The 3,300-year-old burial mask of Tutankhamen was reportedly broken by a cleaner who then stuck it back together with cheap superglue.
The mask was discovered in 1922 by British archaeologists Howard Carter and George Herbert and is on display in the Egyptian Museum in Cairo. It’s made from 11kg of solid gold.
It also now sports an ugly gap between the face and the beard. The Associated Press reports it was also scratched by one employee using a spatula to try to scrape off the excess dried glue.
The AP reports the accident has only just come to light, but happened some time around October last year.

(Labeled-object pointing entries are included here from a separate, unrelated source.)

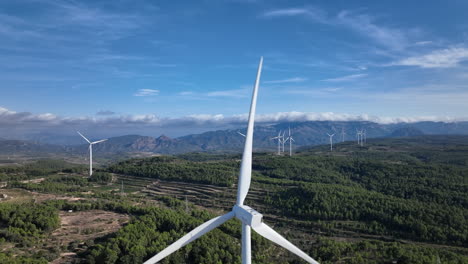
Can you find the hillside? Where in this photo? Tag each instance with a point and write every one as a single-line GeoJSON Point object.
{"type": "Point", "coordinates": [229, 141]}
{"type": "Point", "coordinates": [393, 200]}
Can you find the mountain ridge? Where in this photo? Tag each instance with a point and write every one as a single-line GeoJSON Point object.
{"type": "Point", "coordinates": [307, 133]}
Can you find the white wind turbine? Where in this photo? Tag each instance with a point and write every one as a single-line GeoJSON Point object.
{"type": "Point", "coordinates": [279, 142]}
{"type": "Point", "coordinates": [358, 135]}
{"type": "Point", "coordinates": [291, 139]}
{"type": "Point", "coordinates": [91, 151]}
{"type": "Point", "coordinates": [238, 132]}
{"type": "Point", "coordinates": [283, 140]}
{"type": "Point", "coordinates": [248, 216]}
{"type": "Point", "coordinates": [331, 141]}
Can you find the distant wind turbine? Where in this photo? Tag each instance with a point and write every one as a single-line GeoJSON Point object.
{"type": "Point", "coordinates": [249, 218]}
{"type": "Point", "coordinates": [331, 141]}
{"type": "Point", "coordinates": [283, 140]}
{"type": "Point", "coordinates": [240, 133]}
{"type": "Point", "coordinates": [358, 135]}
{"type": "Point", "coordinates": [91, 151]}
{"type": "Point", "coordinates": [291, 139]}
{"type": "Point", "coordinates": [279, 142]}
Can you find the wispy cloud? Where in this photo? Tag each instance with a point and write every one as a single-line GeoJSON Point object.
{"type": "Point", "coordinates": [445, 58]}
{"type": "Point", "coordinates": [346, 78]}
{"type": "Point", "coordinates": [364, 24]}
{"type": "Point", "coordinates": [238, 93]}
{"type": "Point", "coordinates": [290, 80]}
{"type": "Point", "coordinates": [105, 113]}
{"type": "Point", "coordinates": [146, 92]}
{"type": "Point", "coordinates": [10, 118]}
{"type": "Point", "coordinates": [313, 13]}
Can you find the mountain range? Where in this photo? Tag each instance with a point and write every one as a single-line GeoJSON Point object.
{"type": "Point", "coordinates": [304, 134]}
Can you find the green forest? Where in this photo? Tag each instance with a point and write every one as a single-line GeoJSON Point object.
{"type": "Point", "coordinates": [386, 202]}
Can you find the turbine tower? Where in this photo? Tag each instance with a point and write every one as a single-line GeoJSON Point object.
{"type": "Point", "coordinates": [240, 133]}
{"type": "Point", "coordinates": [283, 140]}
{"type": "Point", "coordinates": [358, 135]}
{"type": "Point", "coordinates": [91, 151]}
{"type": "Point", "coordinates": [279, 142]}
{"type": "Point", "coordinates": [331, 141]}
{"type": "Point", "coordinates": [291, 139]}
{"type": "Point", "coordinates": [248, 216]}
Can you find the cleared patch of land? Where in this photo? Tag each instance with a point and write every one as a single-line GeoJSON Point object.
{"type": "Point", "coordinates": [77, 227]}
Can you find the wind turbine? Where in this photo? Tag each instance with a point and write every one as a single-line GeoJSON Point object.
{"type": "Point", "coordinates": [283, 140]}
{"type": "Point", "coordinates": [240, 133]}
{"type": "Point", "coordinates": [91, 151]}
{"type": "Point", "coordinates": [279, 142]}
{"type": "Point", "coordinates": [248, 216]}
{"type": "Point", "coordinates": [331, 141]}
{"type": "Point", "coordinates": [358, 135]}
{"type": "Point", "coordinates": [291, 139]}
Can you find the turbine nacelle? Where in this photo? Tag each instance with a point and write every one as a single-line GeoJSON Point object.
{"type": "Point", "coordinates": [247, 215]}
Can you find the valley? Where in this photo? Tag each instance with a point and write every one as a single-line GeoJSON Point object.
{"type": "Point", "coordinates": [401, 200]}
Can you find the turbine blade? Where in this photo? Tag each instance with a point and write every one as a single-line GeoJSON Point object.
{"type": "Point", "coordinates": [83, 137]}
{"type": "Point", "coordinates": [240, 133]}
{"type": "Point", "coordinates": [191, 236]}
{"type": "Point", "coordinates": [99, 141]}
{"type": "Point", "coordinates": [245, 174]}
{"type": "Point", "coordinates": [270, 234]}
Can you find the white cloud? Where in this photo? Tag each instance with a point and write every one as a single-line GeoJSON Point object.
{"type": "Point", "coordinates": [290, 80]}
{"type": "Point", "coordinates": [445, 58]}
{"type": "Point", "coordinates": [146, 92]}
{"type": "Point", "coordinates": [313, 13]}
{"type": "Point", "coordinates": [239, 93]}
{"type": "Point", "coordinates": [363, 24]}
{"type": "Point", "coordinates": [346, 78]}
{"type": "Point", "coordinates": [390, 37]}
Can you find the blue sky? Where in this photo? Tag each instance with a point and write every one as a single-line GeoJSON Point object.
{"type": "Point", "coordinates": [147, 61]}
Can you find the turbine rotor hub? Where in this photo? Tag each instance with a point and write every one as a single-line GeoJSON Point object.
{"type": "Point", "coordinates": [247, 215]}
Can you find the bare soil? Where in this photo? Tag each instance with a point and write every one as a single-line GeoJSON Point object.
{"type": "Point", "coordinates": [82, 226]}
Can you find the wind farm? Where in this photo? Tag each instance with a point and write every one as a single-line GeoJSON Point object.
{"type": "Point", "coordinates": [131, 132]}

London-based Arabic news site Al Araby Al Jadeed said lighting around the mask has been dimmed in an attempt to hide the damage.
"أسوشييتد برس"تنسخ تحقيق تشويه توت عنخ آمونhttp://t.co/9UHehPpxxVpic.twitter.com/CxclYCjKzi
— العربي الجديد (@alaraby_ar) January 22, 2015
Officials at the Egyptian Museum in Cairo are yet to get the full story on how the mask’s blue-and-gold beard came to be broken.

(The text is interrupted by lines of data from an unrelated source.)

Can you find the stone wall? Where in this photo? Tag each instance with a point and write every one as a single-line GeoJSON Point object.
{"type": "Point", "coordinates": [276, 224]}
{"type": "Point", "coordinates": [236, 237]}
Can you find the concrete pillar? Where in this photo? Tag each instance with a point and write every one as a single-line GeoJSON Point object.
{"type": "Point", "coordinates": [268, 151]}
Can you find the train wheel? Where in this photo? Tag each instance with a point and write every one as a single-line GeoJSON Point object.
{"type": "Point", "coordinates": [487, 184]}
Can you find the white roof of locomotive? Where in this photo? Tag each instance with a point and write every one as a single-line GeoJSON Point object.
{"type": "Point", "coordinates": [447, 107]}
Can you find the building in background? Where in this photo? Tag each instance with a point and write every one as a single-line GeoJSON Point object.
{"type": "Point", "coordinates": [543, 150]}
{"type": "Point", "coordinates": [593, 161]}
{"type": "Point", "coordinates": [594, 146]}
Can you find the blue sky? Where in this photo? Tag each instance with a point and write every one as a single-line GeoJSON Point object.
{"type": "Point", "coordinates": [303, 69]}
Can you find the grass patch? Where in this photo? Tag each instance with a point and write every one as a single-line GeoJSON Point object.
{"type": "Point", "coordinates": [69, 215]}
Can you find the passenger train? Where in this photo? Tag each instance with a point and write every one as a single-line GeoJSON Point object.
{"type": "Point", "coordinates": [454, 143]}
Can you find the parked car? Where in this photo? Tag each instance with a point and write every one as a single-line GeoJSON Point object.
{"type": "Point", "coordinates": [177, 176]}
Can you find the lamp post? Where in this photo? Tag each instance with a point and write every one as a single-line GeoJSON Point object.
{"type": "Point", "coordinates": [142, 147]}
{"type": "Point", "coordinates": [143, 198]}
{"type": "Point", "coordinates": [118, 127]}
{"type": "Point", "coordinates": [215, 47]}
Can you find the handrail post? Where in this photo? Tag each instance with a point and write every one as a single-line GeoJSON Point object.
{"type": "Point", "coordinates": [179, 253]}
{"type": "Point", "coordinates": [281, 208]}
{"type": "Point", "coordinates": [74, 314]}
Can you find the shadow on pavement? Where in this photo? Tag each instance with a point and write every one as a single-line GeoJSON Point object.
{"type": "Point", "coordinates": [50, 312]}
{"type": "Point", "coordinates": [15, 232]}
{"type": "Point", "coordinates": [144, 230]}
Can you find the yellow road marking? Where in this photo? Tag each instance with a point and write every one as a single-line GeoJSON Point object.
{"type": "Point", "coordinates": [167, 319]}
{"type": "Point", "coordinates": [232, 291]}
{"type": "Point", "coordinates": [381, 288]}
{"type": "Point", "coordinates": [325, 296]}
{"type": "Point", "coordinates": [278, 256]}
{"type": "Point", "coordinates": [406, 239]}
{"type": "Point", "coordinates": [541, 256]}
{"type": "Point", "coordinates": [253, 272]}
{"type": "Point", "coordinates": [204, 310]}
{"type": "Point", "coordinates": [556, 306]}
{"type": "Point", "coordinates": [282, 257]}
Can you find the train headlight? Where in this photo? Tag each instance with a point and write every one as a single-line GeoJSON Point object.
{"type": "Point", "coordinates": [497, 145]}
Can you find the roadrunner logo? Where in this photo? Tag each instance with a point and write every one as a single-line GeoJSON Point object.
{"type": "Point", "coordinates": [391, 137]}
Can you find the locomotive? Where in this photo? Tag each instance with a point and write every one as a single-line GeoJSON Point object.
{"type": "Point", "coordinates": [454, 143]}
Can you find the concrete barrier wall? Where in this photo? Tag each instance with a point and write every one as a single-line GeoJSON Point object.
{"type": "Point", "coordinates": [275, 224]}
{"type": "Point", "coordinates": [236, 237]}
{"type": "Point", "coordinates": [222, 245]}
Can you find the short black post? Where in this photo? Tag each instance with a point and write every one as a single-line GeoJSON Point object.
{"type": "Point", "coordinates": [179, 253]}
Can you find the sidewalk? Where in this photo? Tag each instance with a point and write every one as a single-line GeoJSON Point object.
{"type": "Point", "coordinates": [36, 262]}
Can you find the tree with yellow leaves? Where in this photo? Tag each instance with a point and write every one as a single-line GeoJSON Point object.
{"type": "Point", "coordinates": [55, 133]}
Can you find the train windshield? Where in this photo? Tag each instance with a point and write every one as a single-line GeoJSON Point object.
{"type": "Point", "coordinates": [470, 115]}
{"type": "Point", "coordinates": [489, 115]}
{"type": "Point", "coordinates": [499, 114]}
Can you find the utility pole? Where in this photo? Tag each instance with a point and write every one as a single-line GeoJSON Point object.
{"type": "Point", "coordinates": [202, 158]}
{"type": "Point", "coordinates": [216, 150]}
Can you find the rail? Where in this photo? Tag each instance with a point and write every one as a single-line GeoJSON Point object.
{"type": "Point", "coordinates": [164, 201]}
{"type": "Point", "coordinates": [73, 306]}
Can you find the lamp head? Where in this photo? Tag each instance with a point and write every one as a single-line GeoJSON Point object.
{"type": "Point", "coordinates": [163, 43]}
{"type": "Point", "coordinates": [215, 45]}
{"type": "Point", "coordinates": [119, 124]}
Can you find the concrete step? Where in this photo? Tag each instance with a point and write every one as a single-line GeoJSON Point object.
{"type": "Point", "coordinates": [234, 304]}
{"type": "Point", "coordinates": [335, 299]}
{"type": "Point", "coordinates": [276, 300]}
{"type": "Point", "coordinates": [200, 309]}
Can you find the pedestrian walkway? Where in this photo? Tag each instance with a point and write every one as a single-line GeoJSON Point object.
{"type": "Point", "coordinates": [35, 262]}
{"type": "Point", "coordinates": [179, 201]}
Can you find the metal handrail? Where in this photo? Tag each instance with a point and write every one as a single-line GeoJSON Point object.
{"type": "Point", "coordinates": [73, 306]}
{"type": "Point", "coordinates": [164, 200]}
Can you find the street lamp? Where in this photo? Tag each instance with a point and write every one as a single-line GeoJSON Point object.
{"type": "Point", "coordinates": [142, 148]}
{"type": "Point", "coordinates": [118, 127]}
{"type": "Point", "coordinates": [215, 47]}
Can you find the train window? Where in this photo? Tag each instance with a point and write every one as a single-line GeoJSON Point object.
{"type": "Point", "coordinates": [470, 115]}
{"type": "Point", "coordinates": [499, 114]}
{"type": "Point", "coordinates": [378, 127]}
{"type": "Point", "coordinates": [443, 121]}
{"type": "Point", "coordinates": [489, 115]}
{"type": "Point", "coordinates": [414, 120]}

Museum workers have different stories about the accident, but it’s clear the beard was stuck back on with “a very irreversible property”.

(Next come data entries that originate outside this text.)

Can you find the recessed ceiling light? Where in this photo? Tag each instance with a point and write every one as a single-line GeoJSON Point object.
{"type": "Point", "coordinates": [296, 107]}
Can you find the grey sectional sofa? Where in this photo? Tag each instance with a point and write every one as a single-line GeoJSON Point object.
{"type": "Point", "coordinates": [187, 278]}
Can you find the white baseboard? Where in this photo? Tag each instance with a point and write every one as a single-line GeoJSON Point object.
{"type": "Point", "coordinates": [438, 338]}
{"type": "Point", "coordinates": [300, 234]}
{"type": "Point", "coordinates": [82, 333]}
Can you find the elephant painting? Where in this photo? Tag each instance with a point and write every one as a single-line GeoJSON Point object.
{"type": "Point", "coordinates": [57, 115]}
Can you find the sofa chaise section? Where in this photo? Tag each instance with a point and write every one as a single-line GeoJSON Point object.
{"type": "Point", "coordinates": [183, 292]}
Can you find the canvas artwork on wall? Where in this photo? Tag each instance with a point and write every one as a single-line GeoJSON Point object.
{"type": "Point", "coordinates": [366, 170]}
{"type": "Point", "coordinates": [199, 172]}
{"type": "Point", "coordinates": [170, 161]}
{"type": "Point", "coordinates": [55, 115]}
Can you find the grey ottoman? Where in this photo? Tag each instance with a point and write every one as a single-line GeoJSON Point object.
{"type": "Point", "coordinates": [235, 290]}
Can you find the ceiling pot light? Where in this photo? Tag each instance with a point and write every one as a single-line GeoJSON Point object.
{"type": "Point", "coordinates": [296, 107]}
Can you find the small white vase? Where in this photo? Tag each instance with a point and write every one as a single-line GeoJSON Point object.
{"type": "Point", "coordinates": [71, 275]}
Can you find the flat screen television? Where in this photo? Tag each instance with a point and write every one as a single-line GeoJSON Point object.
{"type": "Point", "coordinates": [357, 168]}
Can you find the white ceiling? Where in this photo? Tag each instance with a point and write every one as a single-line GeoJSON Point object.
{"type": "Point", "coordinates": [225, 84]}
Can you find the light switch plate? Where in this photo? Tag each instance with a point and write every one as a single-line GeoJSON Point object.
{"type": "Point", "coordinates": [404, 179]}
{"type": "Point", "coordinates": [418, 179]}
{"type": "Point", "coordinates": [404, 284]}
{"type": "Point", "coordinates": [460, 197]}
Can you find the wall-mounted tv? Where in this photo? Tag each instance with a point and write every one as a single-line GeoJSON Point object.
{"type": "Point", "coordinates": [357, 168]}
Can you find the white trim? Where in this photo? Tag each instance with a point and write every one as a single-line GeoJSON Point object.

“Unfortunately … epoxy has a very high property for attaching and is used on metal or stone but I think it wasn’t suitable for an outstanding object like Tutankhamen’s golden mask,” one conservator told the AP.
One source from the scene claims the beard was actually taken off because it was loose.
Another report from Cairo Scene claims the head of the museum’s renovations team called her husband when the mask was discovered broken, who went ahead with the epoxy fix.